US Winter Paralympic race training with National Abilities Center (NAC)

Today, I had the opportunity to ski with alpine skiers trying to make the 2018 US Winter Paralympic team at Park City, the site of the 2002 Winter Olympics. It was a very informative experience as I had never even swung myself around race gates before. Today, the team was working on GS (Giant Slalom), so were out in their skinny, long GS skis. I found out the minimum height for GS skis for women, regardless of height and weight, is 183cm. And of course, it gets longer for Super-G and downhill events. This is a disadvantage for the smaller and shorter girls like myself, but why should I stop pursuing sports that I am not genetically pre-dispositioned for? :p

The prestigious and luxurious NAC double-wide trailer that houses lockers and equipment and changing space

The prestigious and luxurious NAC double-wide trailer that houses lockers and equipment and changing space

Ski resorts can be a dangerous place, I guess

Ski resorts can be a dangerous place, I guess

Erik, the Head Alpine coach, had given me information on what to expect today, but I still was not sure what that would entail. The first part of the session from 9am to 11.15am or so was spent warming up and little drills. This was followed by a 15 min or so bathroom break before heading out to the race course. At the race course, Erik and Shannon, a visiting coach from Australia, had us go down one by one while they videoed us and gave us verbal feedback on the course.

Racing down icy black runs is not exactly my idea of fun

Racing down icy black runs is not exactly my idea of fun

I was very conservative because I really did not want to cause further injury to the right leg. The overwhelming feeling I had was, I really like ripping it when I’m just skiing for fun because no one is making me do it. If I were to race, it would feel a lot like a job (which it would be to some degree), and that would make it no fun at all.

Then there is the risk of another injury. The video below shows a sit-skier with the Mexican team who was in the recent Sochi Winter Olympics. It turns out he had a bad crash and sustained an even higher level of spinal cord injury (T10-ish) than his previous one (L-level). He is holding back a lot in the video below because he is hurting, and also basically learning how to ski again with his reduced function. Why would he want to ski again? I guess people ask me the same thing with respect to climbing: Aren’t you worried about getting hurt again? It’s about living and feeling alive; yet, climbing and its risks (which, to me, are much lower) are acceptable to me, whereas hurtling down and icy slope to beat a clock/other people is not.

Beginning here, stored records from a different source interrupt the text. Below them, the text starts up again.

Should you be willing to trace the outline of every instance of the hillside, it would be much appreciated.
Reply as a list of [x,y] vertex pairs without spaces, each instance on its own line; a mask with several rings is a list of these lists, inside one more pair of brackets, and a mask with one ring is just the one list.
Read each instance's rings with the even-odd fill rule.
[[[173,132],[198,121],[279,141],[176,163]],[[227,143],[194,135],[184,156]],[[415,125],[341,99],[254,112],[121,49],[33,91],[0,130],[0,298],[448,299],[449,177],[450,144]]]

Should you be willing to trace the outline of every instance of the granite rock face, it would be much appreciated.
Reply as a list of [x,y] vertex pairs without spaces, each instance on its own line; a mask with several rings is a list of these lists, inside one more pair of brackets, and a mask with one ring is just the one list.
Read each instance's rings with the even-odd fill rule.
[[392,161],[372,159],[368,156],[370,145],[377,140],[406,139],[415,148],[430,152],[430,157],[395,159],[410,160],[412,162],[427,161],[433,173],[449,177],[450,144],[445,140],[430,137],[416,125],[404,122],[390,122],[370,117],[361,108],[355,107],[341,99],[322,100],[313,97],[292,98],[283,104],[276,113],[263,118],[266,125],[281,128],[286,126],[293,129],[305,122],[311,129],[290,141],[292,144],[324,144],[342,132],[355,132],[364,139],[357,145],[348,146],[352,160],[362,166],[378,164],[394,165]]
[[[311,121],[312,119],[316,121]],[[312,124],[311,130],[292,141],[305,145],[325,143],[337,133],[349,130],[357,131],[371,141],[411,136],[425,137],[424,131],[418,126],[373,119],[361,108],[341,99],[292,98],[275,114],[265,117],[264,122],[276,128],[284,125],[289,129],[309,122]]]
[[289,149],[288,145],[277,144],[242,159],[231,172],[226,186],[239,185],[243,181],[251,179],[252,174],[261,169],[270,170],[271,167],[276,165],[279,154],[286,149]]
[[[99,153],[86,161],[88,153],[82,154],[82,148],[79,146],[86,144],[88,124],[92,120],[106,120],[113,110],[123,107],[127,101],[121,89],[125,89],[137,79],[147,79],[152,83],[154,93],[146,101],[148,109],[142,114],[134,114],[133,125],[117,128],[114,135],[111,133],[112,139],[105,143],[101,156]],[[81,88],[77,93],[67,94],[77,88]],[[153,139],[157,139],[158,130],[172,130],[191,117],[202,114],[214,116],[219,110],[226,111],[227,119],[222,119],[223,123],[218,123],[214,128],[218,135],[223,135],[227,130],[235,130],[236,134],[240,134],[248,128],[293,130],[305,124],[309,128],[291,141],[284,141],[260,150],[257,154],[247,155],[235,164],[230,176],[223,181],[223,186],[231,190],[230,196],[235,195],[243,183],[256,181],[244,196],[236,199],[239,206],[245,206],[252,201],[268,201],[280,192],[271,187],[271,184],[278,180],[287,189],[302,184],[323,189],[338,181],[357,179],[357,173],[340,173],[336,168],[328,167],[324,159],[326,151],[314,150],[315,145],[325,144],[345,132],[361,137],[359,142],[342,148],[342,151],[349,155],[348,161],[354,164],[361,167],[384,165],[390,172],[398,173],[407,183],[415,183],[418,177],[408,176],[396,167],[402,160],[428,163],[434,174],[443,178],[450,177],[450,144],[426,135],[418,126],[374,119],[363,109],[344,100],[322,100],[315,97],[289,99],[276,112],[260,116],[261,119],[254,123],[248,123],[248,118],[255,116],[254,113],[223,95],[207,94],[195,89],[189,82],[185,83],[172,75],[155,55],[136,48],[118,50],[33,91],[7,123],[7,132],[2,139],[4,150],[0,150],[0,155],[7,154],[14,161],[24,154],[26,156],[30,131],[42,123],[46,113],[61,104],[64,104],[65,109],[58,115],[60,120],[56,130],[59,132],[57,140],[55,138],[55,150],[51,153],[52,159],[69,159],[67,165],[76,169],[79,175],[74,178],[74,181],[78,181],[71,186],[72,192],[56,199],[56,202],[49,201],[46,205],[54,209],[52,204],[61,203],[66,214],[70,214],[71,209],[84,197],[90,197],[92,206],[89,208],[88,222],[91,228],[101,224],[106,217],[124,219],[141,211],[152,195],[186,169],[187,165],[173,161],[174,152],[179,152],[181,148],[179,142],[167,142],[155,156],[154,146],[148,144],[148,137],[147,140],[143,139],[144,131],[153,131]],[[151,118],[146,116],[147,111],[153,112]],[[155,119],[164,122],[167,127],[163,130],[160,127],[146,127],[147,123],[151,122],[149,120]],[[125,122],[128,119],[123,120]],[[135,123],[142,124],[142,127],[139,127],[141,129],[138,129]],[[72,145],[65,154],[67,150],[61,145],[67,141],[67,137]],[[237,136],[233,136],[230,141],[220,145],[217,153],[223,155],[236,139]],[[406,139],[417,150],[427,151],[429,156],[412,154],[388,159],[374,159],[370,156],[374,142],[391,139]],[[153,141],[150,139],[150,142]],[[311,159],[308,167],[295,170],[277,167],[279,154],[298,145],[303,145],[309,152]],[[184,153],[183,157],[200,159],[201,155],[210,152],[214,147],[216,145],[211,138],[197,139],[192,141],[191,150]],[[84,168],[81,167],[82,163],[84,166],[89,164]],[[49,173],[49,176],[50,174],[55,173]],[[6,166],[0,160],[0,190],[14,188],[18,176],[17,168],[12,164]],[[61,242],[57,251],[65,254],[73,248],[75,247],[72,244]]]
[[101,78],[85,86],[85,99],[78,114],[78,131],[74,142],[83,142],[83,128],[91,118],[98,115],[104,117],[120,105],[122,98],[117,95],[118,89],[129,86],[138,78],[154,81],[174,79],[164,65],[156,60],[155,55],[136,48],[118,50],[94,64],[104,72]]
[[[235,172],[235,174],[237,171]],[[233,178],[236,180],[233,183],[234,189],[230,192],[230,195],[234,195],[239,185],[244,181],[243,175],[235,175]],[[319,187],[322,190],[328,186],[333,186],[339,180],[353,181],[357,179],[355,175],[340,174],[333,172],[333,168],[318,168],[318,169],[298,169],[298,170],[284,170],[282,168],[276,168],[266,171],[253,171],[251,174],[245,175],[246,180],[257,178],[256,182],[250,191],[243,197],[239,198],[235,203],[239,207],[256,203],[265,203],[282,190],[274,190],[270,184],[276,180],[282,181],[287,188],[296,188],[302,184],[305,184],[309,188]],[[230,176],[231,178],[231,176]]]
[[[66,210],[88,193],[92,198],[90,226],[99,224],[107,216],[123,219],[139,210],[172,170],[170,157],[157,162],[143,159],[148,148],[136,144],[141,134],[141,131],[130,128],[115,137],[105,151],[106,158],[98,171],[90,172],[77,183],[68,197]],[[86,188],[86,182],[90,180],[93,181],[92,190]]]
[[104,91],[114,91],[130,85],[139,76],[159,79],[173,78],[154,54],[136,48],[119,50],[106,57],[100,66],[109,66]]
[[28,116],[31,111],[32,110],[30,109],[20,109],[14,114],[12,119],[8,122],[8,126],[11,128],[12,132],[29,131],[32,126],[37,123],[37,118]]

The day ended with brief video analysis. I was surprised that the video analysis was as quick as it was. But I suppose these guys see each other most every week day.

Another source of hesitancy, besides my personality and motivation, is the financial side of things. Being poor to freeze my ass off in lycra to ski down ice is not terribly appealing. Sure, you could piece together an existence, with grants, scholarships, jobs, and a low cost of living. But any other disposable income or saving for retirement? Forget about it. I am not ruling the possibility of racing entirely out, but I know for a fact I have a lot more fun free-skiing.

Well, this round of skiing is coming to an end. I am hoping to squeeze in a morning ski tomorrow before having to start my drive back to Cambridge, MA tomorrow afternoon. I can’t say I am too excited about three days of sitting on my ass all day long driving. While equipment and physical setbacks made me have to skip out on Colorado and New Mexico this time round, there is a chance I can make a dedicated CO ski trip between when I return from Chamonix and the start of my new job. Of course this depends on a number of factors, including my body. Such a trip would make me very happy as I would get to return to a place I love very much (Telluride) and see friends there.